Some Messiaen-like Chords


I've always enjoyed Messiaen's chords without really knowing what's going on with them, so today I looked at an article about them and cooked up some chords of my own inspired by it.

The article describes the idea of taking a base chord and adding one or more "resonance notes" that are purely there to colour the sound. Of course, this is how jazz musicians think about chords all the time because really jazz after about 1945 has been predominantly non-tonal, or at least non-functional; just don't tell anyone at Berklee (that's a tale for another time).

The official recipe is: start with a 9 chord, i.e. 1 3 5 b7 9. Make it a sus 4, so now we have 1 4 5 b7 9. In fact this is a mode of the common pentatonic scale -- if 1=A, play E minor pentatonic and you'll get exactly those notes. This is very convenient for us guitarists, to whom this scale is an old friend.

Now add the b5 and 7 on top, so we have (top to bottom) 1 4 5 b7 9 b5 7. If you still think in terms of the V minor pentatonic, you can think of the 7 as "3 of V", i.e. the G# added to the E minor pentatonic, which is indeed the (major) seventh of A. Similarly, the "b5 of I" becomes that "7 of V", which in our example is D# (the major seventh of E). If this way of thinking doesn't help you, though, be sure to ignore it.

Well, that's seven notes so to play it as a chord we non-extended-range guitarists will have to make some modifications. What I did was first remove the root but keep the rest of the seventh chord : 4 5 b7. This is a pentatonic sound that's very consonant over either a minor 7 or dominant 7 chord at the root, and that you can move around to many other positions there or over a major 7. It's diatonic: it belongs to the world of tonal music.

Now I'm considering the 9, 7 and b5 as "resonance notes" that can be added to it. The 9 isn't terribly interesting in this context, since 4 5 b7 9 is just four of the five notes in a normal major pentatonic scale, shifted down a whole tone. This is a pretty common thing to play on a minor 7 or dominant 7 and is a very "inside" sound with no real tension. So we'll ignore the 9 and focus on the other two.

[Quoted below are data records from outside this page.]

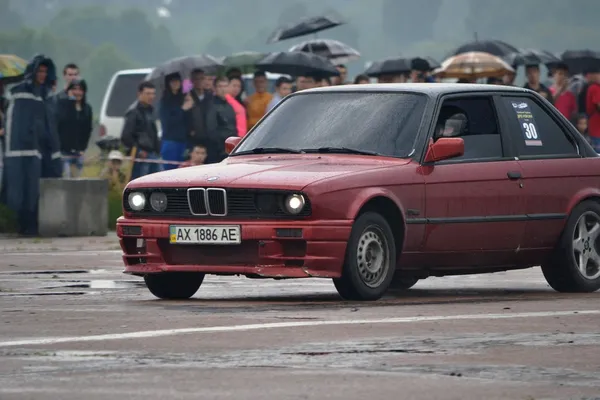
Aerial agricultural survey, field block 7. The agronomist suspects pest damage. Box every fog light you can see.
[285,194,305,214]
[127,192,146,211]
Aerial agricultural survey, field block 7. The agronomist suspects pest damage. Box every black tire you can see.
[390,271,419,290]
[542,200,600,293]
[144,272,204,300]
[333,212,396,300]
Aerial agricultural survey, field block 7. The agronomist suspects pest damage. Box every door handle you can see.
[506,171,521,180]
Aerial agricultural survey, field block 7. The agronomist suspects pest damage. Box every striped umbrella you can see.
[288,39,360,64]
[0,54,27,83]
[433,51,515,79]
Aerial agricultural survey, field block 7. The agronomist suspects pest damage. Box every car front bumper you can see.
[117,217,353,278]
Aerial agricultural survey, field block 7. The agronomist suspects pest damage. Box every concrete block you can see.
[38,178,108,237]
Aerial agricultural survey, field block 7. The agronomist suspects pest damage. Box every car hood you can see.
[128,154,410,190]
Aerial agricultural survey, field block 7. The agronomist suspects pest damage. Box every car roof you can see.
[115,68,152,75]
[302,83,534,96]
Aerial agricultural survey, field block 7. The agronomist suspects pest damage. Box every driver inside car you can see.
[435,106,468,140]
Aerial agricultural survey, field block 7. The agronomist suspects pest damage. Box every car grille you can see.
[123,188,312,219]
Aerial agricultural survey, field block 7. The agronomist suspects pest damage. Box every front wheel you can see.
[144,272,204,300]
[333,212,396,300]
[542,201,600,293]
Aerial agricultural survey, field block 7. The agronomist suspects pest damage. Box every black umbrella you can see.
[267,16,345,43]
[288,39,360,64]
[446,40,519,58]
[410,57,441,72]
[364,57,412,77]
[146,54,224,81]
[502,49,561,66]
[256,51,339,77]
[561,50,600,75]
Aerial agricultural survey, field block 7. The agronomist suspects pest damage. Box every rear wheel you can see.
[333,212,396,300]
[144,272,204,300]
[542,201,600,293]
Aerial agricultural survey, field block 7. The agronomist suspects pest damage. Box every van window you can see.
[106,74,160,118]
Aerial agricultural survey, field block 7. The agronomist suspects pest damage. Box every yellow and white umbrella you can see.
[433,51,515,79]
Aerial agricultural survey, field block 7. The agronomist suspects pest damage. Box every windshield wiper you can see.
[232,147,304,156]
[302,147,381,156]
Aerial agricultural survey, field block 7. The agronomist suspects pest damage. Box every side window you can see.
[502,97,577,157]
[434,97,503,160]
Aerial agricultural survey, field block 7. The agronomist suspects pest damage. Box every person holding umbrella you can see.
[159,72,193,170]
[523,64,554,103]
[552,63,577,120]
[246,71,273,130]
[2,54,60,236]
[585,67,600,153]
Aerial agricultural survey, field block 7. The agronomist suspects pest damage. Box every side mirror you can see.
[425,138,465,163]
[225,136,242,154]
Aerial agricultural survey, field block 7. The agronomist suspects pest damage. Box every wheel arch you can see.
[349,189,406,256]
[566,188,600,217]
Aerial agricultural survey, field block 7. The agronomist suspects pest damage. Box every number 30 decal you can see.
[523,122,538,139]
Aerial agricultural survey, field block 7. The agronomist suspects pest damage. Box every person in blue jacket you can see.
[159,73,192,170]
[3,54,60,236]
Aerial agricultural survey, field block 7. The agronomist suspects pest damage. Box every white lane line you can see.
[0,310,600,347]
[3,250,123,257]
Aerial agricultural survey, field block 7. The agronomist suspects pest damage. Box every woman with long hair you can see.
[225,76,248,137]
[159,73,191,170]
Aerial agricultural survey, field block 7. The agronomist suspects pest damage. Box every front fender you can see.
[346,187,406,219]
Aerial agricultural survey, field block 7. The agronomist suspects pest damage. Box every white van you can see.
[98,68,290,138]
[98,68,160,137]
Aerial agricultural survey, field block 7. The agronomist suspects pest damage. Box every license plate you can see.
[169,225,242,244]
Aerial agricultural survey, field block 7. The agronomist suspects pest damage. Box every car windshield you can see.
[232,92,427,157]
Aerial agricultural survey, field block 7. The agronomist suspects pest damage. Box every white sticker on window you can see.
[512,101,543,146]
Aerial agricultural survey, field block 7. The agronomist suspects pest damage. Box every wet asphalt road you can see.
[0,236,600,400]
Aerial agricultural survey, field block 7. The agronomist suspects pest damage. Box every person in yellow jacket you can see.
[246,71,273,130]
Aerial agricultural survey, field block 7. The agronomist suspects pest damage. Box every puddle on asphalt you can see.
[2,269,92,275]
[0,268,114,276]
[42,279,146,289]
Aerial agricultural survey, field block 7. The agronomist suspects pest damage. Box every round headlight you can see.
[285,194,305,214]
[127,192,146,211]
[150,192,167,212]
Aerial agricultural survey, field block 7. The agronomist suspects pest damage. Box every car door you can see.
[423,94,526,267]
[500,95,598,264]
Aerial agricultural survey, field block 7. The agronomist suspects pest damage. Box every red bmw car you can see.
[117,83,600,300]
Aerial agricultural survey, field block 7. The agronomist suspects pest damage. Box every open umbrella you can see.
[502,49,560,66]
[267,16,345,43]
[256,51,339,77]
[0,54,27,83]
[289,39,360,64]
[364,57,412,77]
[433,51,515,79]
[448,40,519,57]
[410,57,441,71]
[561,50,600,75]
[146,54,223,81]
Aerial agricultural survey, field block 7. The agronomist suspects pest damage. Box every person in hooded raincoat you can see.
[2,54,60,236]
[56,78,92,178]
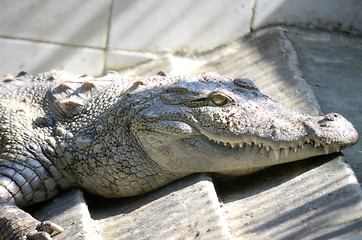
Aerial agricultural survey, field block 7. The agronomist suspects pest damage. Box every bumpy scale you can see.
[0,71,358,239]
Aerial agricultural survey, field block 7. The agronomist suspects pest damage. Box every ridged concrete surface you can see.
[31,28,362,239]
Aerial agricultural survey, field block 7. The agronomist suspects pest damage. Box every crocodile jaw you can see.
[136,114,358,174]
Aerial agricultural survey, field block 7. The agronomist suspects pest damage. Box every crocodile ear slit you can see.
[59,101,83,117]
[156,70,167,77]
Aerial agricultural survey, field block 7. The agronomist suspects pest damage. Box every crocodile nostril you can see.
[324,113,338,121]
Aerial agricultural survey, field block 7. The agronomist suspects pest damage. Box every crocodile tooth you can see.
[274,150,280,160]
[294,147,298,153]
[324,146,329,154]
[284,147,289,157]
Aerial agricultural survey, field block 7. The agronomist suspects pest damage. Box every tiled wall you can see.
[0,0,362,75]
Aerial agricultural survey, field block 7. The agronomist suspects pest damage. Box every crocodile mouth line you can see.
[209,138,340,160]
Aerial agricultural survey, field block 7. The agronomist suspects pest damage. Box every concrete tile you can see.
[109,0,252,51]
[253,0,362,34]
[199,27,320,115]
[0,0,112,48]
[106,50,156,70]
[0,38,104,75]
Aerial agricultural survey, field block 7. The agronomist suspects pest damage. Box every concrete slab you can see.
[217,155,362,240]
[31,190,100,240]
[252,0,362,35]
[90,175,230,240]
[286,29,362,183]
[30,25,362,239]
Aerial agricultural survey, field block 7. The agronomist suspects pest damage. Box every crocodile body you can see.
[0,71,358,239]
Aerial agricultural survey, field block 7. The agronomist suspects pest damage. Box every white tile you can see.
[0,0,111,48]
[109,0,252,51]
[106,50,156,70]
[253,0,362,34]
[0,38,104,75]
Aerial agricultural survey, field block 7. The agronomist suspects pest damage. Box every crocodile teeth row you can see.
[210,139,340,160]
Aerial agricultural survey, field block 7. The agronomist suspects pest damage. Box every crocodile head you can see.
[131,73,358,173]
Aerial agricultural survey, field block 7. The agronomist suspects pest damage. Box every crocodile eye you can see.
[211,94,228,106]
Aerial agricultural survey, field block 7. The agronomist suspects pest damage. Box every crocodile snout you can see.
[305,113,358,146]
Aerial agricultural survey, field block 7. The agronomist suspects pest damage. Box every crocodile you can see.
[0,71,358,239]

The results are dissonant and decidedly Messiaen-flavoured, with the same pitch collection producing very different sounds in different voicings:

This isn't systematic, just a few of the possibilities that seem to me to be guitaristic. I haven't gone into the way Messiaen used these at different transpositions over the root note but you can probably figure that out now I've said it -- if not look at Benitez's article, it's very clear. The tab is obviously just a suggestion -- some of these are more awkward than they look on paper, at least for me, so I might drop one or more notes in a real-life application.

Finally, of course you can start with any structure that makes sense to you instead of 7sus4, and add any "resonance notes" to it. This means this approach can yield every possible chord, which means it's not really a magic formula so much as a way of thinking about things.